2. Tsai Ing-wen’s “revelation” to CNN that there were U.S. military trainers in Taiwan is not as hard-hitting as it would seem given that the information was “leaked” during the Trump administration and has been an open secret for some years. However, Tsai’s very public acknowledgment of the fact does represent a challenge to the CCP by the U.S. and the West, and as some hawkish PRC pundits have described, a “slap to the face” for Beijing. The awkward Oct. 28 Global Times editorial on the issue of ROC-U.S. military exchanges is reflective of Xi Jinping’s current dilemma in how to respond to the challenge from the U.S. and its allies without coming across as weak and losing “quan wei.”

Xi’s factional rivals could take advantage of the U.S. playing the Taiwan card and growing international support for ROC to heap pressure on Xi and compel him to make compromises (like the unveiling of a less impressive “historical resolution” at the Sixth Plenum, not purging high-ranking factional enemies, etc.).

Meanwhile, the global “anti-Xi coalition’s” recognition that Xi’s lack of international travel is connected with his domestic political problems and lack of “quan wei” could also lead to an escalation of “anti-Xi, not anti-CCP” tactics. The global “anti-Xi coalition” could look to exploit the window of opportunity from now until the 20th Party Congress to aid Xi’s domestic rivals in sidelining the latter (including forcing Xi to designate a successor).

Xi would likely anticipate pushback from his rivals over Taiwan and would want to stamp his dominance. With his hands somewhat tied in what he can do to punish Taiwan and other countries (see point one), and with his “quan wei” at stake, Xi could instead be forced to step up purges and crackdowns to address his domestic political pressures at the root. Xi’s actions, or lack thereof, would in turn quicken the pace at which the CCP factional struggle moves to a showdown.

3. Growing international support for Taiwan is heartening. As we noted in the Oct. 11 edition of this newsletter: “Countries must speak up for Taiwan and stand up to the CCP where possible to check Beijing’s ambitions under the present geopolitical climate. The CCP fears countries that stand by their values and cannot be bought by the PRC doling out more economic incentives and other interests.

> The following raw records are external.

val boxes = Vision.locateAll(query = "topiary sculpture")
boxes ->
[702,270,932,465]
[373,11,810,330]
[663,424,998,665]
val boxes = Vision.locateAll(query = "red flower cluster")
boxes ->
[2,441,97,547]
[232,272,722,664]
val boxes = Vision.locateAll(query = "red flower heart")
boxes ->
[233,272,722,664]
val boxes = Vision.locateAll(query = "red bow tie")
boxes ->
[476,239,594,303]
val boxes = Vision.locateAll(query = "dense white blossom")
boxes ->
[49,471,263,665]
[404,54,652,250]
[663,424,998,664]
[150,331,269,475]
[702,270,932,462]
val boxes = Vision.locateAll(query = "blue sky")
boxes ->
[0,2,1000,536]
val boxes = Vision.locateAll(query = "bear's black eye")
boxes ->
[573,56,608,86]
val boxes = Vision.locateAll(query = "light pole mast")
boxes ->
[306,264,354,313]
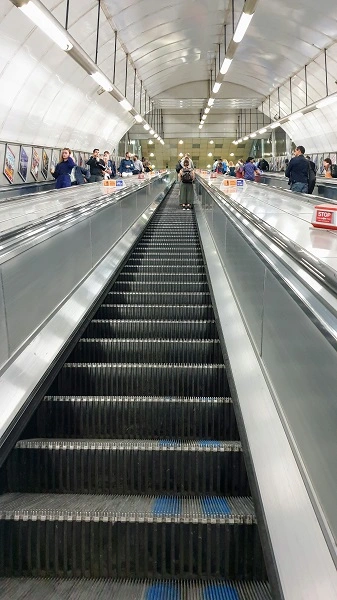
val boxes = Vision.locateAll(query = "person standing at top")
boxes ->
[132,154,144,175]
[305,156,317,194]
[118,152,134,175]
[180,154,194,169]
[178,157,195,210]
[50,148,75,189]
[285,146,310,194]
[323,157,332,179]
[241,156,260,181]
[103,150,116,179]
[86,148,105,183]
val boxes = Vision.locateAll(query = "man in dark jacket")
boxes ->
[86,148,105,183]
[285,146,310,194]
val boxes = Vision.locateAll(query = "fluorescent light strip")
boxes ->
[19,1,73,52]
[119,98,132,112]
[220,58,233,75]
[233,12,254,44]
[316,96,337,108]
[90,71,113,92]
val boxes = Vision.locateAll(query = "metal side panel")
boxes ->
[0,196,162,443]
[196,204,337,600]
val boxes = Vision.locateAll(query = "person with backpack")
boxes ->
[178,158,195,210]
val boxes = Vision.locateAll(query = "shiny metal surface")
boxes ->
[0,189,165,446]
[0,175,171,366]
[196,199,337,600]
[197,178,337,288]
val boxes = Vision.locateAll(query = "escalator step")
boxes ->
[68,340,223,364]
[121,262,206,275]
[0,494,265,581]
[113,277,208,294]
[30,396,239,441]
[0,578,272,600]
[128,252,204,268]
[4,439,249,496]
[117,270,207,282]
[106,291,211,306]
[51,363,230,397]
[83,318,218,341]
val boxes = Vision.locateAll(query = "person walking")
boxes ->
[50,148,75,189]
[242,156,260,181]
[178,157,195,210]
[285,146,310,194]
[86,148,105,183]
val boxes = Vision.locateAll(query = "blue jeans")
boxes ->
[291,182,308,194]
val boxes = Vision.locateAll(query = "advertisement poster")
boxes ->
[30,148,40,181]
[4,146,15,183]
[18,146,28,182]
[41,149,49,179]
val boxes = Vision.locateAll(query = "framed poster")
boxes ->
[41,148,49,179]
[18,146,28,182]
[30,148,40,181]
[4,144,15,183]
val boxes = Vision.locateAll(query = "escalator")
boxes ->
[0,186,271,600]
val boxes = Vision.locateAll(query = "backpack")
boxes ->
[181,168,193,183]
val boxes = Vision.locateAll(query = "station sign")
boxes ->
[311,204,337,229]
[220,177,247,194]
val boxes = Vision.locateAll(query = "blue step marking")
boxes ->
[145,583,180,600]
[198,440,221,448]
[202,583,240,600]
[200,496,231,517]
[158,440,180,448]
[152,496,181,517]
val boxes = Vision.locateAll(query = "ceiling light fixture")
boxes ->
[233,12,254,44]
[220,58,233,75]
[119,98,132,112]
[17,0,73,52]
[316,95,337,108]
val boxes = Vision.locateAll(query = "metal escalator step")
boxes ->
[0,494,265,581]
[112,279,209,294]
[0,577,272,600]
[117,270,207,285]
[95,304,214,322]
[128,252,204,267]
[51,363,230,397]
[106,291,211,306]
[82,318,218,341]
[121,261,206,275]
[68,340,223,364]
[35,396,239,441]
[4,439,249,496]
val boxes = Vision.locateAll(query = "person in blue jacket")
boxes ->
[118,152,134,175]
[52,148,75,189]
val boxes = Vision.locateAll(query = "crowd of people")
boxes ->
[50,148,152,189]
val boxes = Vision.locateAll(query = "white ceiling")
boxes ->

If a critical mass of countries are willing to support Taiwan, the CCP cannot seriously consider invasion to achieve its ‘reunification’ goal.”

Growing U.S. and international pressure over Taiwan and other “red line” issues as deemed by the CCP will worsen Xi Jinping’s domestic political problems. Businesses, investors, and governments must make contingencies for political Black Swans this year and in the lead up to the 20th Party Congress.